Возьмем в качестве критерия такое общественно — политическое событие, как Французская революция. Какая глубокая пропасть в отношении к ней разделяет, например, Мишле и Тэна, с его чрезвычайно меткой критикой якобинства, или, скажем, Эдмунда Бёрка, автора «Reflections on the Revolution in France»[315 — «Размышлений о Французской революции» (англ.).], которые были переведены на немецкий язык Фридрихом фон Генцем, этим романтиком от политики, и оказали огромное влияние на целые поколения; я сам во время первой мировой войны, то есть в ту пору своей жизни, когда я находился в плену консервативно — националистических и антидемократических настроений, с увлечением их цитировал. Это действительно первоклассная книга, и если доказательством правоты какого‑либо дела является то, что в защиту его пишут хорошо, то дело Бёрка — поистине правое дело.
Вспомним также, что социально — критические устремления такого творца великих эпических полотен, как Бальзак, шли преимущественно «справа», хотя, например, барон Нусинген, этот продукт буржуазно — капиталистического общества, может подвергаться критике не только с правых, но и с крайне левых позиций. Да и в наши дни убедительный пример консервативной или, если хотите, реакционной социальной критики, сочетающейся с утонченнейшей художественной прогрессивностью, дал недавно скончавшийся Кнут Гамсун, отступник либерализма, сформировавшийся под влиянием Достоевского и Ницше, полный ненависти к цивилизации городской жизни, индустриализму, интеллектуализму и тому подобным вещам, заклятый враг Англии, настолько приверженный ко всему немецкому, что с приходом Гитлера к власти он с великой радостью отдал себя на службу национал — социализму и стал одним из тех, кого называют изменниками родины. Того, кто был хорошо знаком с его творчеством, творчеством великого писателя, не могли удивить ни его духовный путь, ни личная его судьба. Достаточно вспомнить, с каким комизмом, с какой злой иронией высмеивал Гамсун в своих ранних книгах таких исторически типичных представителей либерализма, как Виктор Гюго или Гладстон. Но то, что в 1895 году означало всего лишь оригинальную, парадоксальную эстетическую позицию, то, что было тогда изящной словесностью, в 1933 году обернулось политической злобой дня и тягчайшим, трагичнейшим образом омрачило мировую славу писателя.
Случаю с Гамсуном аналогичен случай с Эзрой Паундом — другой волнующий пример глубокой раздвоенности духа в отношении к общественным проблемам.
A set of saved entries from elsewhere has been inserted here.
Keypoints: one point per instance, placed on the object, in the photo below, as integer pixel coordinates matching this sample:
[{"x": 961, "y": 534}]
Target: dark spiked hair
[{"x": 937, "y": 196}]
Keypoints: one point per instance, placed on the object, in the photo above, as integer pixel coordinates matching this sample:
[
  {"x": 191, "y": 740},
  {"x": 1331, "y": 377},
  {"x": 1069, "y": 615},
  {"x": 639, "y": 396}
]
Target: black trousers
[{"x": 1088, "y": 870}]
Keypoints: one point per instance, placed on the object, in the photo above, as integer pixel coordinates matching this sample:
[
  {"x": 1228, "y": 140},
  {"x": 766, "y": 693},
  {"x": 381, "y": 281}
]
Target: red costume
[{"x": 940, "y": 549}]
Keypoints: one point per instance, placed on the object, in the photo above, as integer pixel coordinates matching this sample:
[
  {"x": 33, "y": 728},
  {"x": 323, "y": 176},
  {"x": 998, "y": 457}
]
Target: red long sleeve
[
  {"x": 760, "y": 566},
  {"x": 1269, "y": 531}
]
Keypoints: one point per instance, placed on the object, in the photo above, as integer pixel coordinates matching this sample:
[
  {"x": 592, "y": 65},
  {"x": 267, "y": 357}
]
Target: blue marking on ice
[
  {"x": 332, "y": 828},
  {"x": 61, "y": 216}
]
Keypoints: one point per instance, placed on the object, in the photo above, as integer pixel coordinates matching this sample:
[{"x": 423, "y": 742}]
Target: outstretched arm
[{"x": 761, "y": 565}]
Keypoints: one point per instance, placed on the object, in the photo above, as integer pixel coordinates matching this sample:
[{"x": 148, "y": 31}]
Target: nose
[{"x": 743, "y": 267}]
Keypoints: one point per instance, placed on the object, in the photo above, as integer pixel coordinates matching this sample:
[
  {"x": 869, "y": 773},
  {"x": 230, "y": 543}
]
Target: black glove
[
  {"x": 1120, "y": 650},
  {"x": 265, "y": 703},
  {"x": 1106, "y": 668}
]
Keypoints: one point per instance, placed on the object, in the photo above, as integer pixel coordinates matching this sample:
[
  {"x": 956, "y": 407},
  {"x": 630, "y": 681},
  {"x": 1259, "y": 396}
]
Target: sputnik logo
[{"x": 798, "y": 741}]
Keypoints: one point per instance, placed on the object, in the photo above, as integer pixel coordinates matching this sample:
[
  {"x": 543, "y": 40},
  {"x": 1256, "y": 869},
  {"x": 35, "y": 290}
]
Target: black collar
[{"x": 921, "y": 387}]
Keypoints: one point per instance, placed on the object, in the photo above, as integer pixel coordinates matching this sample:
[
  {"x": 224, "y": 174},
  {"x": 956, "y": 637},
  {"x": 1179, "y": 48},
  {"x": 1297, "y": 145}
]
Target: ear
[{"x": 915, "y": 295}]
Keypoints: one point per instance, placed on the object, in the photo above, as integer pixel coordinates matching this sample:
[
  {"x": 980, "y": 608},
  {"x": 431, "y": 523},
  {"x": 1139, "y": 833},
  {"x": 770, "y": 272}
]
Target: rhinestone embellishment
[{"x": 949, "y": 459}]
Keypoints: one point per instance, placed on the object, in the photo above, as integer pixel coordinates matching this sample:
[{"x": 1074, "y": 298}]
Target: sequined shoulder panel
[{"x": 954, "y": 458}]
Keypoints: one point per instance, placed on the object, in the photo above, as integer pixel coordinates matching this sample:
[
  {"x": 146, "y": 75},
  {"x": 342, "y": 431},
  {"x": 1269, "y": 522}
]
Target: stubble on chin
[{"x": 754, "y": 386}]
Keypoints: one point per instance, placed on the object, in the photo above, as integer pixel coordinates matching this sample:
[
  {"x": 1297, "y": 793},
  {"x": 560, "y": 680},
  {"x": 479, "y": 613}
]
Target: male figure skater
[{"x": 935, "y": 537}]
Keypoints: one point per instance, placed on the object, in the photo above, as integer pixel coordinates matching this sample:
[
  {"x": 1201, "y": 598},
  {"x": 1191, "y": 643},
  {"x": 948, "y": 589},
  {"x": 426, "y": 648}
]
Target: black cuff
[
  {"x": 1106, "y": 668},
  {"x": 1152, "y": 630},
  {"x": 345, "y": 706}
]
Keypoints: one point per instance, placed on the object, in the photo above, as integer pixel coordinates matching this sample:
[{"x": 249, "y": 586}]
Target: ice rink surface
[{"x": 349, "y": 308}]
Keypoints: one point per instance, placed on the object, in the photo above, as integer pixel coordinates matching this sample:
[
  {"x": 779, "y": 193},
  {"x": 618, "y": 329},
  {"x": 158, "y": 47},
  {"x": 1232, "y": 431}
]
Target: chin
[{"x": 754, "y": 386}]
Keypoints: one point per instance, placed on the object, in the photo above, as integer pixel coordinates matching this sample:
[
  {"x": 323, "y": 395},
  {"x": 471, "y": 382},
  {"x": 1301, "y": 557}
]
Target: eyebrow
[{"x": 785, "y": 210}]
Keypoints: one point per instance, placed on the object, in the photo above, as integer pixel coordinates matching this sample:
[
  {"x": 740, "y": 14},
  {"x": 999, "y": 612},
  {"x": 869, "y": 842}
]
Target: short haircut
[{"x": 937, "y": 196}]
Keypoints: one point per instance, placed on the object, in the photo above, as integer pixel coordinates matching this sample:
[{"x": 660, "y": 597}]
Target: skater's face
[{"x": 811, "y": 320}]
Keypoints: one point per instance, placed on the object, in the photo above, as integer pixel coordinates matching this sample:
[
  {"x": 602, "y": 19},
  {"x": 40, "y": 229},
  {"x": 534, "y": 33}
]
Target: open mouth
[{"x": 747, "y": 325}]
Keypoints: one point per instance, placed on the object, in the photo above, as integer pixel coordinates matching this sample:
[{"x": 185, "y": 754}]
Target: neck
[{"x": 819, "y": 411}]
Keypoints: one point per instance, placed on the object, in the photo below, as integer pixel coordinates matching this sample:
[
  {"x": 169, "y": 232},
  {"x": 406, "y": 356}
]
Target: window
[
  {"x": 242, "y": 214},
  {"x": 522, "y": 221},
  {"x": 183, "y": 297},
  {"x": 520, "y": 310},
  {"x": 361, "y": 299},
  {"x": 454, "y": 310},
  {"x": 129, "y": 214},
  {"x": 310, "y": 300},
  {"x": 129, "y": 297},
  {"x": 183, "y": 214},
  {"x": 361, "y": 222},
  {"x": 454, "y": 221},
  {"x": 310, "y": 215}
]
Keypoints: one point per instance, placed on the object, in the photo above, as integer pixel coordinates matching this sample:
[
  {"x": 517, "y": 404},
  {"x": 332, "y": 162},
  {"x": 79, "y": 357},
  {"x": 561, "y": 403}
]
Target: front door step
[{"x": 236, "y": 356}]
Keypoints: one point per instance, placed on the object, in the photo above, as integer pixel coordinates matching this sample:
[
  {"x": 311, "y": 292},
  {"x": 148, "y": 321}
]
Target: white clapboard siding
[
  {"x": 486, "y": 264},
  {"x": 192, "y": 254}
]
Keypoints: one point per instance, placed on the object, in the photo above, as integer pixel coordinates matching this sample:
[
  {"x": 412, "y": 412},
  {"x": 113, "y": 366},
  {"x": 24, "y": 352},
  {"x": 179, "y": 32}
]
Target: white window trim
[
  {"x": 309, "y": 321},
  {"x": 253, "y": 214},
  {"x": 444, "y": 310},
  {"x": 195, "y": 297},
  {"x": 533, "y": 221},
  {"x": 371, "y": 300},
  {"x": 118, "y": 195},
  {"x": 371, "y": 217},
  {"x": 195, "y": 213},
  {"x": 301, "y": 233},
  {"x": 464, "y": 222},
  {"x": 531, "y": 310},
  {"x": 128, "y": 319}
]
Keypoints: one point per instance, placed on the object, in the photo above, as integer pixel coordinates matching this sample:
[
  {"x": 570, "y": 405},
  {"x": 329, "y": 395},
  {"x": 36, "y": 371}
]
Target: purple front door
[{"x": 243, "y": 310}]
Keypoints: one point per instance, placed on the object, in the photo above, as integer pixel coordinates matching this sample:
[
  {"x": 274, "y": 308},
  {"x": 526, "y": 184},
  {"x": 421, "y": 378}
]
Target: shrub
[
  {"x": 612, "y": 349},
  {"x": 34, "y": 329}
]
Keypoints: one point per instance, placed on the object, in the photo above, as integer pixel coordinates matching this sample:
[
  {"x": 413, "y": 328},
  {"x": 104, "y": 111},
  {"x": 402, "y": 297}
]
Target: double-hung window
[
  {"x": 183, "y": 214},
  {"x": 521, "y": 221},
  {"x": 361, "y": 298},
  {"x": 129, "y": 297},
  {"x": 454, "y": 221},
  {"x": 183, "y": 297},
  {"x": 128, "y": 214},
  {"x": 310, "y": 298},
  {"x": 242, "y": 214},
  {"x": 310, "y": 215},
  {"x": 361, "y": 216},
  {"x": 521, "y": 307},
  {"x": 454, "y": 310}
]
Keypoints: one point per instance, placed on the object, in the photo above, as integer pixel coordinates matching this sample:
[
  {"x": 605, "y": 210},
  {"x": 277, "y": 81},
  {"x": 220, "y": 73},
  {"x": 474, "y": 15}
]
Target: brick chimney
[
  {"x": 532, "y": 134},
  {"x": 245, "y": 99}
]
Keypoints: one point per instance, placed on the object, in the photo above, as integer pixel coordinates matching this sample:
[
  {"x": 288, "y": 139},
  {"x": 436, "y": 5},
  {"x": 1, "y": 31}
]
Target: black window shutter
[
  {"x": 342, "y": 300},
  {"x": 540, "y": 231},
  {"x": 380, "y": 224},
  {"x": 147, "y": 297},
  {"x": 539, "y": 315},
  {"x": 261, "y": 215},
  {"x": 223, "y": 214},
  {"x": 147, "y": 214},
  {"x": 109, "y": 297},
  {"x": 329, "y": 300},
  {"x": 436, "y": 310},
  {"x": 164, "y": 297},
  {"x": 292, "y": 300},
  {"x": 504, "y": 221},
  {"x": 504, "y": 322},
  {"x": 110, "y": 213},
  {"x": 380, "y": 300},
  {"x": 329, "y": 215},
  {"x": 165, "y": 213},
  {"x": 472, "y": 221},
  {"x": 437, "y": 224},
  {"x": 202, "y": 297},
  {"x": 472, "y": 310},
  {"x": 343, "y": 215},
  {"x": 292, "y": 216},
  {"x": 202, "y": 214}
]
Смелый художник, авангардист в лирике, он тоже бросился в объятия фашизма, пропагандировал его во время второй мировой войны как активный политический деятель и проиграл свою игру благодаря военной победе демократии. Когда он был уже арестован и осужден как предатель, жюри, состоящее из весьма заслуженных англо — американских писателей, присудило ему высокую литературную награду, премию Боллинджена, продемонстрировав тем самым пример величайшей независимости эстетического приговора от политики. А может быть, в действительности этот приговор был не так уж далек от политики, как кажется на первый взгляд? Не сомневаюсь, что я не одинок в своем желании узнать, присудили бы эти весьма заслуженные члены жюри премию Эзре Паунду, если бы он вдруг стал не фашистом, а как раз наоборот…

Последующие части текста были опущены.